First created in his Edinburgh studio by Jones as a physical painting, The Oath depicts the grand jewels of St Edward’s Crown — which was also worn by the late Queen Elizabeth II during her 1953 coronation — in vibrant brushstrokes. Once digitised into an NFT, the final work reveals a multi-layered world of animation, all inspired by the gravity of the Coronation as an iconic event in the UK’s history.

However, rather than being purchased using crypto-currency like many other NFTs, readers are able to obtain an NFT of The Oath with only an email address and at no expense, in hopes of increasing accessibility to this growing area of the art world.

The Oath will be available between May 4 and May 7 on Nifty Gateway.

What is an NFT?

NFT stands for non-fungible token.

In the world of economics, a fungible asset is something with units and value that can be easily exchanged, like money.

However, if something is non-fungible, this is not possible. Non-fungible assets — like a painting, or a house — have unique properties, so they can’t be interchanged like-for-like with something else.

NFTs are unique assets in the same way, except that they are digital.
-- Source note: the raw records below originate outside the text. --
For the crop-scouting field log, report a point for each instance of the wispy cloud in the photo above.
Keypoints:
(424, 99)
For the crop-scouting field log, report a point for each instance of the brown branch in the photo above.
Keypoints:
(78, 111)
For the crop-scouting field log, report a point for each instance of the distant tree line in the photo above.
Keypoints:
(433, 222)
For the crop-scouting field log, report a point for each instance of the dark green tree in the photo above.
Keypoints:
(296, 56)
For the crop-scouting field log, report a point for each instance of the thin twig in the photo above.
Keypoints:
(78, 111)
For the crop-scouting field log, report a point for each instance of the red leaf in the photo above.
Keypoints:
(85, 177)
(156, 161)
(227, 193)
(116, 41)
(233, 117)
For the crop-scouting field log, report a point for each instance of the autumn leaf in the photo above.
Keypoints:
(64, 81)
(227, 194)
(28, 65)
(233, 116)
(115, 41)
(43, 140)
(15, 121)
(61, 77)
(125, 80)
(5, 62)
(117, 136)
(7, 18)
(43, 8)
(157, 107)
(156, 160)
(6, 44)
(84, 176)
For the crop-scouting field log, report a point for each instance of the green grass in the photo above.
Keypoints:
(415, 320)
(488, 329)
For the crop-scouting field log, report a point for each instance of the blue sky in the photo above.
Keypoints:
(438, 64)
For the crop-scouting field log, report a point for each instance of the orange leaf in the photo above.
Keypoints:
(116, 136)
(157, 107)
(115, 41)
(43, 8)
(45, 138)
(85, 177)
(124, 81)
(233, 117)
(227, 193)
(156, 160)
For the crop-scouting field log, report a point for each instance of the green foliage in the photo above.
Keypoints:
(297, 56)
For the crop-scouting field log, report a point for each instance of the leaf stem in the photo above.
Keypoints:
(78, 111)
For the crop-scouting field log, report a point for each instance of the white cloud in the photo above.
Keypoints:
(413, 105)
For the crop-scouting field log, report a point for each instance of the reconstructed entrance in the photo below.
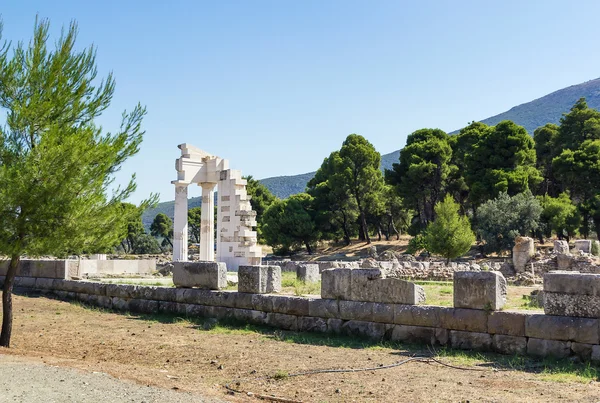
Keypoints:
(236, 240)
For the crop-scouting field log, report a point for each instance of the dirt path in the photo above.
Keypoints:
(167, 352)
(23, 379)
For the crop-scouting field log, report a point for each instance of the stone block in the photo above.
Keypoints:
(507, 323)
(323, 308)
(370, 330)
(282, 321)
(311, 324)
(336, 283)
(259, 279)
(470, 340)
(356, 310)
(205, 275)
(470, 320)
(561, 247)
(308, 273)
(511, 345)
(582, 350)
(479, 290)
(572, 283)
(582, 330)
(583, 245)
(417, 315)
(548, 348)
(586, 306)
(523, 251)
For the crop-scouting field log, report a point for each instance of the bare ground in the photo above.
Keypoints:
(173, 353)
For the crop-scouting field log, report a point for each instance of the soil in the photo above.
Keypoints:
(171, 353)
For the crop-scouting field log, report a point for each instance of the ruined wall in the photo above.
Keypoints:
(462, 328)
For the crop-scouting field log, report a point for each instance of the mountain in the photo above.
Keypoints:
(531, 115)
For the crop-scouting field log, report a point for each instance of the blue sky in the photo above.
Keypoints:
(275, 86)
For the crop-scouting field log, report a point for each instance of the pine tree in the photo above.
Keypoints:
(450, 234)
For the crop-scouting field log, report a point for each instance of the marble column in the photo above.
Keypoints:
(180, 228)
(207, 223)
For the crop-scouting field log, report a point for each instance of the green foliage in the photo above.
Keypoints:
(261, 199)
(162, 226)
(503, 160)
(194, 220)
(450, 234)
(421, 176)
(559, 215)
(289, 224)
(501, 220)
(357, 173)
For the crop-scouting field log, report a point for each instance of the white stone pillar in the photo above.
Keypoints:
(180, 230)
(207, 223)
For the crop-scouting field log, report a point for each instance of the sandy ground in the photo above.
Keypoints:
(168, 353)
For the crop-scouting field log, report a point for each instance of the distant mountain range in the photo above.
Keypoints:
(531, 115)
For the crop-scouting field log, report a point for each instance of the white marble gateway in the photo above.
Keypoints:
(236, 240)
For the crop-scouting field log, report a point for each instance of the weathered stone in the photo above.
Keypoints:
(470, 340)
(548, 348)
(259, 279)
(583, 245)
(205, 275)
(311, 324)
(417, 315)
(586, 306)
(282, 321)
(564, 261)
(336, 283)
(561, 247)
(512, 345)
(507, 323)
(356, 310)
(582, 330)
(470, 320)
(308, 273)
(523, 251)
(323, 308)
(582, 350)
(371, 330)
(290, 305)
(479, 290)
(572, 283)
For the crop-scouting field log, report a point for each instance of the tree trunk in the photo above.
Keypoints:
(7, 301)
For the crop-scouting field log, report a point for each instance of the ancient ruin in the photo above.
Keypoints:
(236, 241)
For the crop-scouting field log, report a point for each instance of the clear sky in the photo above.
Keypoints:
(275, 86)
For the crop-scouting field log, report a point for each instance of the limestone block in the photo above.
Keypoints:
(417, 315)
(507, 323)
(311, 324)
(548, 348)
(561, 247)
(585, 306)
(582, 330)
(470, 320)
(564, 261)
(470, 340)
(259, 279)
(511, 345)
(572, 283)
(523, 251)
(308, 273)
(323, 308)
(205, 275)
(479, 290)
(583, 245)
(336, 283)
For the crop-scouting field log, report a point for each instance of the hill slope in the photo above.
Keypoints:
(531, 115)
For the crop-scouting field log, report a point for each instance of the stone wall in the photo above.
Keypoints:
(462, 328)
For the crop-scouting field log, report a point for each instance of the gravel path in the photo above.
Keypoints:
(24, 381)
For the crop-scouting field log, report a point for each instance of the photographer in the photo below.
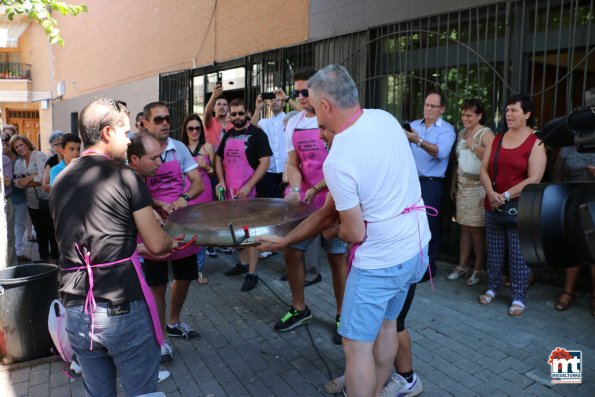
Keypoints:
(573, 166)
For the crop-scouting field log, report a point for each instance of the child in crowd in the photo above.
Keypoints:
(70, 149)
They are bought and sold online, frequently with cryptocurrency — a form of digital currency.

They can be used to create digital ownership for a variety of asset classes, including digital art and even physical assets, such as real estate.

How do NFTs work?

Physical works of art derive their value from their irreplaceability — they are one of a kind and cannot be duplicated.

Since digital art can be endlessly reproduced, NFTs are “tokenised” to create a digital certificate of ownership that can be bought and sold.

This is known as “digitally linked ownership”, and a record of who owns what is stored on a shared database called the blockchain.

Different types of digital goods can be “tokenised”, such as artwork, items in a game, and stills or video from a live broadcast.

How are NFTs changing the world of art?

Although they have been around since 2014, NFTs have become well-known in recent years as an increasingly popular way to buy and sell digital artwork.

The market for NFTs was worth a staggering $41 billion (£33bn) in 2021 alone, close to the total value of the entire global fine art market.

​​In 2021, Mike Winkelmann, known as Beeple, sold a piece for a record-setting $69 million (£56m) at famed auction house Christie’s — the third-highest price ever fetched by any living artist, after Jeff Koons and David Hockney.

Many believe that digital art has long been undervalued, due in large part to the fact that it is so freely available and shareable.

For many digital artists who have spent years creating content that generates engagement on platforms like Facebook and Instagram while getting almost nothing in return, NFTs are making it possible to truly “own” and sell their work for the first time, increasing its financial value by making it one-of-a-kind.

And for buyers, the popularity of art NFTs comes from a view that digitally linked methods of ownership are the future of art ownership.

So, what stops people copying NFT art?

Theoretically, nothing stops people reproducing a piece of digital art.

In fact, Beeple’s $69 million artwork has been copied and shared thousands of times.

However, just as an autographed copy of a print or CD could be traced and sold, the value is in the authenticity.

The buyer of the NFT owns a “token” that proves they own the “original” work.